Confronting that danger could become a unifying struggle, bringing
classes and nations together in a common front. There are signs of
this happening among the generations that will have to deal with a
modified planetary ecosystem (their elders are mostly petrified by
the unfolding consequences of their inaction). But the capitalist
behemoth rumbles on, getting bigger by the day and ignoring the cliff
edge ahead. And for the countless numbers who have trouble getting by
from one pay check to the next, it is the end of the week or month
that preoccupies them, not the end of the world.
What
could stop this lemming-like rush to oblivion is a debt crunch. The
years of future incomes that have been spent cannot be redeemed. They
will have to be cancelled by default, inflation or decree. In either
case a colossal amount of supposed wealth will just evaporate.

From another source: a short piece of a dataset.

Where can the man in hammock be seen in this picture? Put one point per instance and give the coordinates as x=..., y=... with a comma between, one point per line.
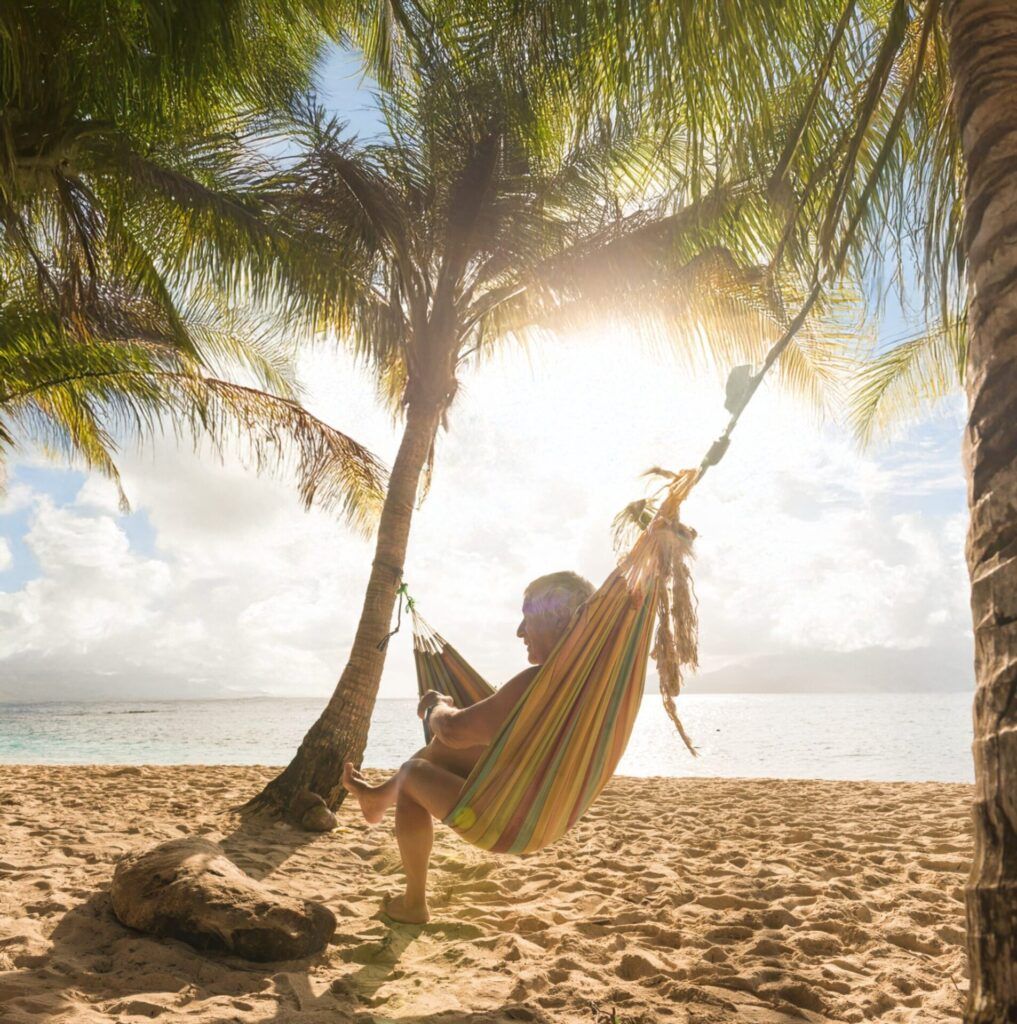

Humanity has wasted its future, unthinkingly for most, very
profitably for some, but all will suffer from the backlash. It could
be an occasion for thought, and for starting again along a completely
different path. Profit and interest could become concepts that are
only joked about. Unfortunately the signs are not pointing in that
direction. Heavily armed police patrol the streets, prisons are full
to bursting point, protest is gassed, cudgelled and mutilated, and
those who hold power and wealth show no inclination for letting go.
The consequence will not be a gala diner, and the outcome will be
messy. Today’s children will inherit a wrecked society and a broken
planet. And they can thank Margaret Thatcher for convincing the world
forty years ago that “there is no alternative”… to extinction?